The pan-European STOXX 600 index climbed 0.4% to 638.66 by 0710 GMT. The technology sector was among the top sectoral performers, registering a 1.6% rise. Within the group, chip manufacturers led the advance: Siltronic jumped 7.4%, Soitec gained 5.5% and ASML rose 2.5%.

The move in tech suggested a pause in selling pressure that followed an exceptionally strong quarter for the sector. After logging its strongest quarterly performance since 2001 in June, parts of the technology cohort had stepped back, but Thursday's gains indicate that concerns about stretched valuations were, at least temporarily, less dominant for investors.

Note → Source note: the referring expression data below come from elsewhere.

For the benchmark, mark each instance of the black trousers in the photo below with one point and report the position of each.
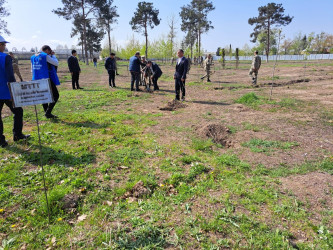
(112, 75)
(48, 107)
(135, 77)
(75, 80)
(179, 86)
(18, 118)
(154, 79)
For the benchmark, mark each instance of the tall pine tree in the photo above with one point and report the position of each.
(145, 17)
(270, 16)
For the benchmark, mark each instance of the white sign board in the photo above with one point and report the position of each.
(31, 93)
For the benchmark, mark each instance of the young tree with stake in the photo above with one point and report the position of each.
(144, 17)
(270, 15)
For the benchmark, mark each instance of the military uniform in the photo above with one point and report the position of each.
(189, 64)
(253, 73)
(208, 62)
(16, 68)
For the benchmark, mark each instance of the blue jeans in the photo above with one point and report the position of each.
(179, 86)
(135, 77)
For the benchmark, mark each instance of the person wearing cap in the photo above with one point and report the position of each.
(15, 66)
(74, 68)
(43, 65)
(256, 63)
(180, 74)
(134, 68)
(7, 75)
(155, 72)
(143, 68)
(207, 64)
(111, 67)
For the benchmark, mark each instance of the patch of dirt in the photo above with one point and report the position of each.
(285, 83)
(173, 105)
(70, 202)
(138, 191)
(313, 188)
(217, 132)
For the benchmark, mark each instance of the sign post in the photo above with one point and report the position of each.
(30, 94)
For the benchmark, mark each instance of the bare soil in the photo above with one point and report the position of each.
(314, 189)
(217, 132)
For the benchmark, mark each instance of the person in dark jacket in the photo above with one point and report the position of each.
(111, 67)
(74, 68)
(7, 75)
(134, 68)
(156, 73)
(180, 74)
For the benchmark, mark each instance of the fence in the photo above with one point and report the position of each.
(61, 55)
(281, 57)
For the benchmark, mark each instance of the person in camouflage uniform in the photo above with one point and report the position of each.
(15, 66)
(189, 64)
(207, 66)
(256, 63)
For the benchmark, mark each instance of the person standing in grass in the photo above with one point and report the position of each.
(135, 69)
(256, 63)
(74, 68)
(43, 65)
(7, 75)
(156, 73)
(180, 74)
(15, 66)
(111, 67)
(207, 64)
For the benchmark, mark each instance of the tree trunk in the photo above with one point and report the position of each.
(191, 50)
(199, 43)
(146, 34)
(84, 33)
(268, 39)
(82, 48)
(109, 37)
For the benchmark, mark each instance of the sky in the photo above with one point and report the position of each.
(33, 24)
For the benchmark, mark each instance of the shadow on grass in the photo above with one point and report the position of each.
(86, 124)
(51, 156)
(211, 103)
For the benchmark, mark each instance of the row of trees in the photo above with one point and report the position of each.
(311, 43)
(91, 18)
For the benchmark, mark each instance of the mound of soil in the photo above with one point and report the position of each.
(312, 188)
(138, 191)
(217, 132)
(173, 105)
(70, 202)
(286, 83)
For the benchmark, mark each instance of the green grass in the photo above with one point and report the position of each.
(249, 99)
(259, 146)
(201, 196)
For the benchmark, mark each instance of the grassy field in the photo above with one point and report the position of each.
(122, 174)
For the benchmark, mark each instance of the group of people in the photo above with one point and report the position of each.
(44, 65)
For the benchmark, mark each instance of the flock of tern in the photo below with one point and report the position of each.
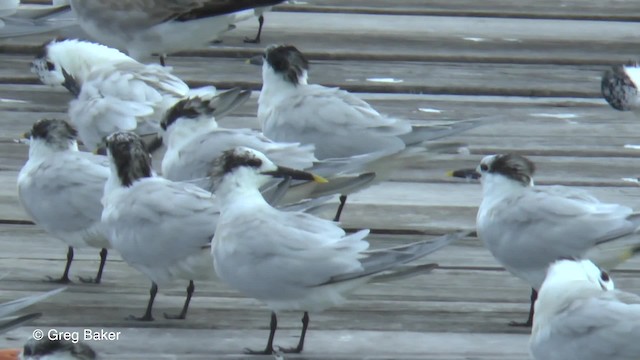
(238, 205)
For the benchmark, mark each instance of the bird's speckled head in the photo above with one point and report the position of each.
(512, 166)
(56, 133)
(618, 89)
(288, 61)
(129, 154)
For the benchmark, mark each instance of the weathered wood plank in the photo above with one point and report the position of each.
(600, 10)
(418, 38)
(407, 77)
(322, 344)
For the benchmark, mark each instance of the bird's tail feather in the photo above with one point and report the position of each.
(377, 261)
(421, 133)
(404, 272)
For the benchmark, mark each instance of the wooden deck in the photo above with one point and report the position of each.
(535, 64)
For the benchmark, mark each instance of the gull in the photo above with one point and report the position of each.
(60, 188)
(619, 87)
(298, 262)
(113, 91)
(580, 316)
(33, 19)
(56, 349)
(160, 227)
(336, 122)
(526, 228)
(7, 7)
(143, 27)
(259, 12)
(8, 310)
(193, 140)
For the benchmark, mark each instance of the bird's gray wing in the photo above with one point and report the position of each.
(550, 225)
(65, 194)
(377, 261)
(159, 222)
(195, 158)
(292, 249)
(598, 328)
(336, 122)
(124, 96)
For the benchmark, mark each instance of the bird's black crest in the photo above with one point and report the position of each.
(53, 131)
(41, 53)
(230, 160)
(235, 158)
(182, 108)
(287, 60)
(130, 156)
(617, 88)
(513, 166)
(45, 347)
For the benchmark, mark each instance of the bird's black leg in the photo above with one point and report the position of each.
(343, 201)
(183, 313)
(269, 349)
(257, 38)
(65, 276)
(529, 322)
(103, 260)
(147, 314)
(298, 349)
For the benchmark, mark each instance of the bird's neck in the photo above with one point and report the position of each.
(276, 88)
(495, 186)
(234, 193)
(184, 130)
(40, 149)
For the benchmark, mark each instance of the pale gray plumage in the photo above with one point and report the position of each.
(143, 27)
(194, 140)
(60, 187)
(338, 123)
(116, 93)
(527, 227)
(299, 262)
(579, 316)
(161, 228)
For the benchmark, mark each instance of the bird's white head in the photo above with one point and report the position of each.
(76, 57)
(505, 173)
(50, 135)
(284, 63)
(247, 168)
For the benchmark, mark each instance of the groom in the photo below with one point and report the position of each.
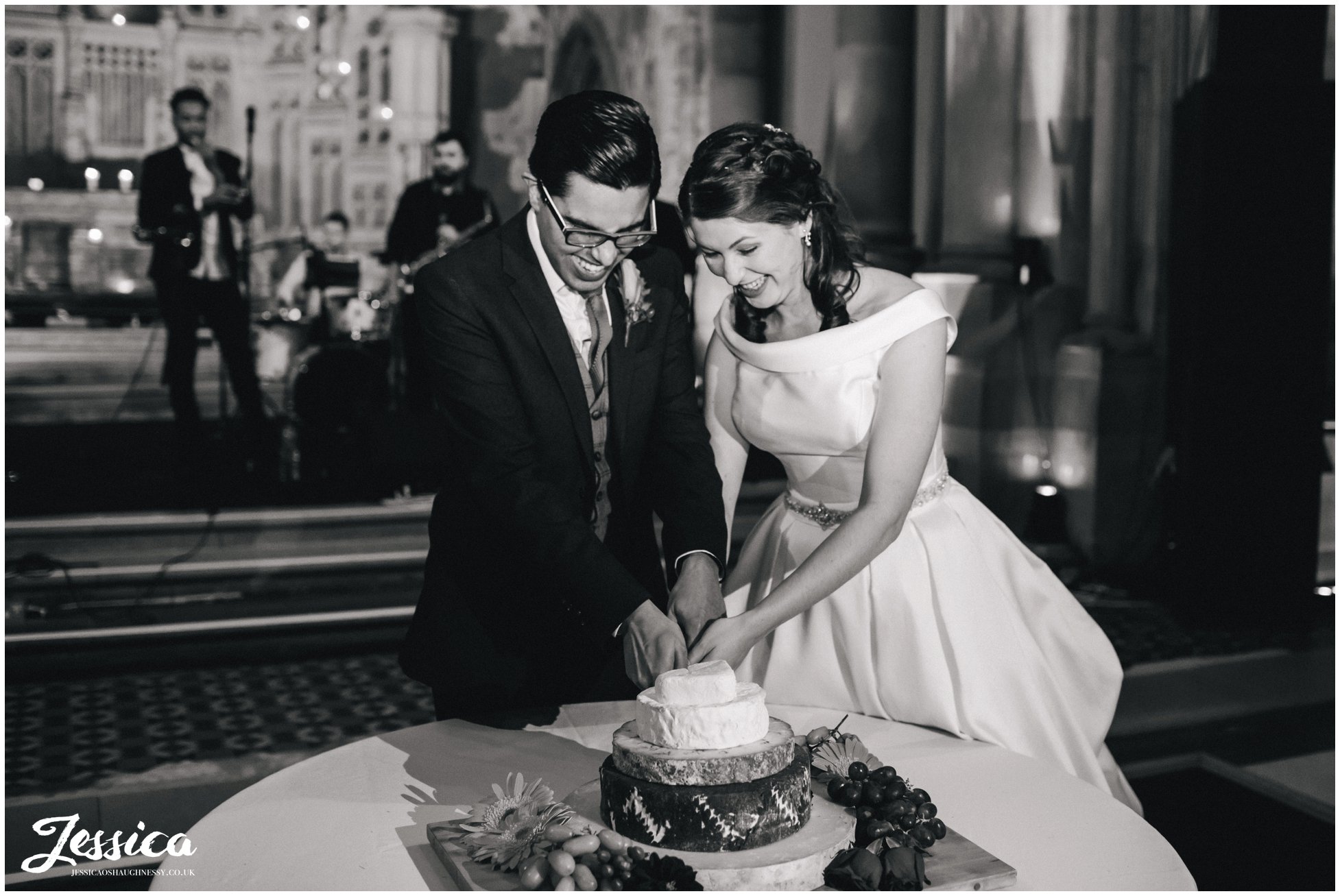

The sector, however, remained the worst performer on the STOXX 600 so far this month.

Investor sentiment also received a boost from reporting that China could permit some domestic artificial intelligence firms limited access to Nvidia's H200 chips, a development that could support demand for AI infrastructure equipment.

Energy markets were subdued, with crude oil prices marginally lower. Europe, which imports significant energy supplies, was sensitive to comments from U.S. President Donald Trump about Iran - Trump said Iran wanted to "make a deal" - and to fresh U.S. strikes on Iran after he said a deal with Tehran was over on Wednesday. Those developments had previously contributed to a sharp market reaction, with the STOXX 600 recording its biggest one-day drop since March amid worries over economic repercussions.

Regionally, Spanish stocks outperformed, rising 0.9% and rebounding from a three-week low reached on Wednesday. That slide followed comments from President Trump calling Spain "very generous" in the context of his order to halt trade with the country over its NATO contribution.

Not all moves were positive: AstraZeneca shares fell 8% after its nerve disease drug Wainua - developed in partnership with U.S.-based Ionis - failed to meet the main goal in a late-stage trial. The trial did not show a reduction in cardiovascular deaths and recurring heart problems, prompting the sharp sell-off in the drugmaker's stock.

Overall, trading was choppy as investors balanced a technology rebound and potential AI demand drivers against geopolitical uncertainty and a notable clinical trial setback in the pharmaceutical sector.

Risks

  • Geopolitical uncertainty linked to Iran and recent U.S. strikes could pressure energy and broader markets - energy and broad equity sectors impacted.
  • Elevated valuations in the technology sector may prompt volatility if investor risk appetite weakens - technology and semiconductor sectors impacted.
  • Clinical trial failures can materially affect biotech and pharmaceutical stocks, as evidenced by AstraZeneca's sharp decline - pharmaceutical sector impacted.